Warum dauert das so lange?: Manche Berliner warten monatelang auf ihren Wohnberechtigungsschein

Der WBS ermöglicht es Berlinern mit geringem Einkommen, Sozialwohnungen zu mieten. Doch seine Bearbeitung dauert oft lange - und ist nicht das einzige Problem.

Sie liegen teilweise in den Berliner Szenekiezen und trotzdem ist der Mietpreis noch bezahlbar: Belegungs- und mietpreisgebundene Wohnungen sind für viele Wohnungssuchende mit geringem und mittlerem Einkommen eine Verheißung. Voraussetzung ist ein Wohnberechtigungsschein (WBS).

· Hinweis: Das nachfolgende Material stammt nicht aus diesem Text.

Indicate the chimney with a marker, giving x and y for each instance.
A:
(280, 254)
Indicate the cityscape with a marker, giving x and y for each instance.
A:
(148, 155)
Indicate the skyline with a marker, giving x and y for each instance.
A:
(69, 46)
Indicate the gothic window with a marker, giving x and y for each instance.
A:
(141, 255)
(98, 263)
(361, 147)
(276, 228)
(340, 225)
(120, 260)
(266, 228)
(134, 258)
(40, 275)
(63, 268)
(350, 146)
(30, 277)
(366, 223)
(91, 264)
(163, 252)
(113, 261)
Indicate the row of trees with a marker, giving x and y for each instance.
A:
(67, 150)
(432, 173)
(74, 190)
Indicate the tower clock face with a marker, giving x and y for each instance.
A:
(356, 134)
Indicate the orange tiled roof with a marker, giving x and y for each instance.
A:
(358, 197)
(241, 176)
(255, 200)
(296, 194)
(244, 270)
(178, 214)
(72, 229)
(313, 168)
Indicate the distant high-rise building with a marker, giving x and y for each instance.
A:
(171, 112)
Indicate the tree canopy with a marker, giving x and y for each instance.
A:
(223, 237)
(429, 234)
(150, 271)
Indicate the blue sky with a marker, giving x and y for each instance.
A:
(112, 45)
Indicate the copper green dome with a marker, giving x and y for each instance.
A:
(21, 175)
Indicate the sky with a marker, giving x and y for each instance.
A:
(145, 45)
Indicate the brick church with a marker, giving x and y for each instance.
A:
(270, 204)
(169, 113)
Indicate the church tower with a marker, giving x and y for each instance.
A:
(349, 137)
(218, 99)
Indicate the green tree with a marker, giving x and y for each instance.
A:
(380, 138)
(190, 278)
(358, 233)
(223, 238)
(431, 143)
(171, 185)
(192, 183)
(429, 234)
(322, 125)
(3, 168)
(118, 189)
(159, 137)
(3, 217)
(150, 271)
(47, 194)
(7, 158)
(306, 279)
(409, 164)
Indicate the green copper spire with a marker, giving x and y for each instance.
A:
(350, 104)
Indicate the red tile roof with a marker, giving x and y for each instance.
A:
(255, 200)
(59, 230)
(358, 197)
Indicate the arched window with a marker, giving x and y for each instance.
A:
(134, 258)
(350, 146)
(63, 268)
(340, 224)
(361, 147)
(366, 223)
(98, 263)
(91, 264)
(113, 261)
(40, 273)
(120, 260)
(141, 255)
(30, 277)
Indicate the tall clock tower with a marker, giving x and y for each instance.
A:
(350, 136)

Nur mit dem amtlichen Nachweis kann man sich um eine solche Wohnung bewerben. Bis Mieter den Schrieb vom Amt erhalten, kommt es in manchen Bezirken allerdings zu ähnlich quälend langen Hängepartien wie bei der Wohnungssuche selbst.

Ganze 16 Wochen müssen Bürger:innen in Marzahn-Hellersdorf aktuell durchschnittlich warten, ehe sie den genehmigten WBS bekommen. In Mitte dauert es zurzeit 14 Wochen bis zur Ausstellung und in Lichtenberg vergehen zwölf Wochen, bis der heiß ersehnte Schein nach dem Antrag ausgestellt wird. Das geht aus einer Anfrage der Grünen-Abgeordneten Anja Kofbinger und Stefan Ziller hervor.

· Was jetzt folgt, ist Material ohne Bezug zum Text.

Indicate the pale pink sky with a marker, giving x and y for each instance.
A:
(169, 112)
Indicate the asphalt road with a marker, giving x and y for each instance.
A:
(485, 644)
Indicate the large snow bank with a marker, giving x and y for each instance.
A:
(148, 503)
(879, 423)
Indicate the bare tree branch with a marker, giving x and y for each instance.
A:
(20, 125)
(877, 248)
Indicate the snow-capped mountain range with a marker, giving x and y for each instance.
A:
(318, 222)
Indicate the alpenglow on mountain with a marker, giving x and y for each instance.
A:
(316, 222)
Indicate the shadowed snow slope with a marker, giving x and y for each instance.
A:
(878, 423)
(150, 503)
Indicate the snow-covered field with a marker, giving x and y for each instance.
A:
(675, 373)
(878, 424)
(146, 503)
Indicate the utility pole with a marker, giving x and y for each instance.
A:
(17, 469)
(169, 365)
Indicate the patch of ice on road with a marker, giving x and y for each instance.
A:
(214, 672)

Die drei Bezirke sind demnach die unrühmlichen Spitzenreiter des Rankings. Jedoch warten die Antragsteller:innen auch berlinweit im Durchschnitt acht Wochen auf die Ausstellung eines WBS. So manche interessante Wohnung dürfte in dieser Zeit schon längst vergeben sein, während die Berechtigten sich noch nicht darauf bewerben dürfen.

Zwei weitere Stellen für WBS-Bearbeitung

In Marzahn-Hellersdorf existiert das Problem ausufernder Wartezeiten schon eine ganze Weile. Von einem „strukturellen Defizit“ in Bezug auf das Personal sprach der zuständige Stadtrat Thomas Braun (AfD) zuletzt. Immerhin seien mittlerweile zwei weitere Stellen für die WBS-Bearbeitung geschaffen worden.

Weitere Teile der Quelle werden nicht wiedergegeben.